Invert mapping from physical to coupled resonator parameters If we couple two LC resonators (named "a" and "b") through a mutual inductance $M$, Kirchhoff's laws take the following form
\begin{align}
  C_a \ddot{V}_a + \frac{V_a}{L_a'} - \frac{V_b}{M'} &= 0 \\
  C_b \ddot{V}_b + \frac{V_b}{L_b'} - \frac{V_a}{M'} &= 0
\end{align}
where
\begin{align}
  L_a' &= L_a \left( 1 - \frac{M^2}{L_a L_b} \right) \\
  L_b' &= L_b \left( 1 - \frac{M^2}{L_a L_b} \right) \\
  \frac{1}{M'} &= \frac{M}{L_a L_b - M^2} \tag{$\star$}
  \, .
\end{align}
The primed quantities are nice because they're what we need so that Kirchhoff's laws take this nice common form for the differential equations of coupled resonators.
In particular, the coupling $g$ between the resonances (and therefore the frequency splitting) is written most easily in terms of those variables
$$g = \frac{1}{2} \frac{\sqrt{Z_a' Z_b'}}{M'}$$
where $Z_i' \equiv \sqrt{L_i' / C_i}$ are the impedances of each resonator.
The frequencies $\omega_i' \equiv 1 / \sqrt{L_i' C_i}$ are also useful for other reasons.
Now suppose we want to design a circuit that has a certain values of $g$, $\omega_i'$ and $Z_i'$.

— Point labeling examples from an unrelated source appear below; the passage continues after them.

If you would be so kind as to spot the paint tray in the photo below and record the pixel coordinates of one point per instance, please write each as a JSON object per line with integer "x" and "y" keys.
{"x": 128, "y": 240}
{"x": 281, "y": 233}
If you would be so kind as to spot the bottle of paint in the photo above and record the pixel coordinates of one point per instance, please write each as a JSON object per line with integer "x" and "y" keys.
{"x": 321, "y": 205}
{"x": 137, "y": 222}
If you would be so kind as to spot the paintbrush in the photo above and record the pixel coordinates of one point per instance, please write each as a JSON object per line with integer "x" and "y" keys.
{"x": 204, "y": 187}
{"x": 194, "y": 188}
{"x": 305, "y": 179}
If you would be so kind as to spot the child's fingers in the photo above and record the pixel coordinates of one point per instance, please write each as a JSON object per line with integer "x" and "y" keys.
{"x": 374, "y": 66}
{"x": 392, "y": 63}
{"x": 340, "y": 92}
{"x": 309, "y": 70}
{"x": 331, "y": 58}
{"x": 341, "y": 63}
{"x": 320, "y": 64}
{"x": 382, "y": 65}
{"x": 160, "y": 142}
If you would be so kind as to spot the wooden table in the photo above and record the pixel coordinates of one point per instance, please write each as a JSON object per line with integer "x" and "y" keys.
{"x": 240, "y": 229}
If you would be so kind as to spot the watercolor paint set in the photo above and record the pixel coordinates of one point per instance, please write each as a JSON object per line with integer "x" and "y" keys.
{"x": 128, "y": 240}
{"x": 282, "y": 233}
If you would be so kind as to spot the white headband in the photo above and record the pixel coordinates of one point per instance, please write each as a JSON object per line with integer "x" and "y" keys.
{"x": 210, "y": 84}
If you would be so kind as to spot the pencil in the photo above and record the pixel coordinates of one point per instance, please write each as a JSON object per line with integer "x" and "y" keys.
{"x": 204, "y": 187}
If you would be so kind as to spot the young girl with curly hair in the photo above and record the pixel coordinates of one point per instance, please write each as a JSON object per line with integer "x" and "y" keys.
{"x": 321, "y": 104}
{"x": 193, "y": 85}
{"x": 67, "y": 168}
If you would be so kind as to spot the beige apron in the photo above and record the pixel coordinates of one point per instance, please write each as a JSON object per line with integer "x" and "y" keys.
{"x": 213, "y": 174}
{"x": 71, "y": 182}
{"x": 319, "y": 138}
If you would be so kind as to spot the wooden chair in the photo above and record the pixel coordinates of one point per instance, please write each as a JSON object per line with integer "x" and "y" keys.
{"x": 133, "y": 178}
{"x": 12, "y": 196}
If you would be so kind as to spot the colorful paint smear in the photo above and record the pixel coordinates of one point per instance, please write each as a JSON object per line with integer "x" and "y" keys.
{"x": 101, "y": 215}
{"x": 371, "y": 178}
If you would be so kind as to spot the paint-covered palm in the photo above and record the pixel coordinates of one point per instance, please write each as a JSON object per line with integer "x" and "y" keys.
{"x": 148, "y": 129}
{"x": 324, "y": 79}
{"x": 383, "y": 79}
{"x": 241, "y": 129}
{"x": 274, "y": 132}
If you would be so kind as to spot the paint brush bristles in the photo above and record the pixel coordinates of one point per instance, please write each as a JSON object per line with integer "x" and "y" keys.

We have to invert all of our formulas, in particular Equations ($\star$) for $L_i'$ and $M'$.
How do we do this?
 A: The equations ($\star$) can be inverted in the following way.
Write Eq. ($\star$) as:
$$
\begin{bmatrix}
\frac{1}{L_a'} & \frac{1}{M'} \\
\frac{1}{M'} & \frac{1}{L_b'} 
\end{bmatrix}
=
\begin{bmatrix}
L_a & -M \\
-M & L_b
\end{bmatrix}
^{-1}
$$
Inverting both sides, we get:
$$
\begin{align}
L_a &= L_a'\frac{M'^2}{M'^2-L_a'L_b'} \\
L_b &= L_b'\frac{M'^2}{M'^2-L_a'L_b'} \\
M &= M'\frac{L_a'L_b'}{M'^2-L_a'L_b'}
\end{align}
$$
Note that
$$\frac{M'^2}{L_a'L_b'}=\frac{L_aL_b}{M^2}$$
from Eq.($\star$).
Since in a realizable circuit we must have $M^2<L_aL_b$, we then also have $M'^2>L_a'L_b'$ so the quantities above are all positive as should be.
A: If I understand the question correctly, you want to determine the original parameters of the two LC circuits based on the desired frequencies, impedances and coupling parameter.
Using $Z'_i$ and $\omega_i'$ we can arrive determine $L_i'$ and $C_i$.
$$ L_i'=\frac{Z_i'}{\omega_i'},\,\, C_i=\frac{1}{Z_i' \omega_i'}$$
Next you can determine $M'$ as $M'=\frac{1}{2}\frac{\sqrt{Z_a'Z_b'}}{g}$.
You now have $L_a',L_b', M'$, for which you have three equations involving three unknowns $L_a, L_b, M$ so by some algebraic manipulation you can easily recover the original circuit parameters.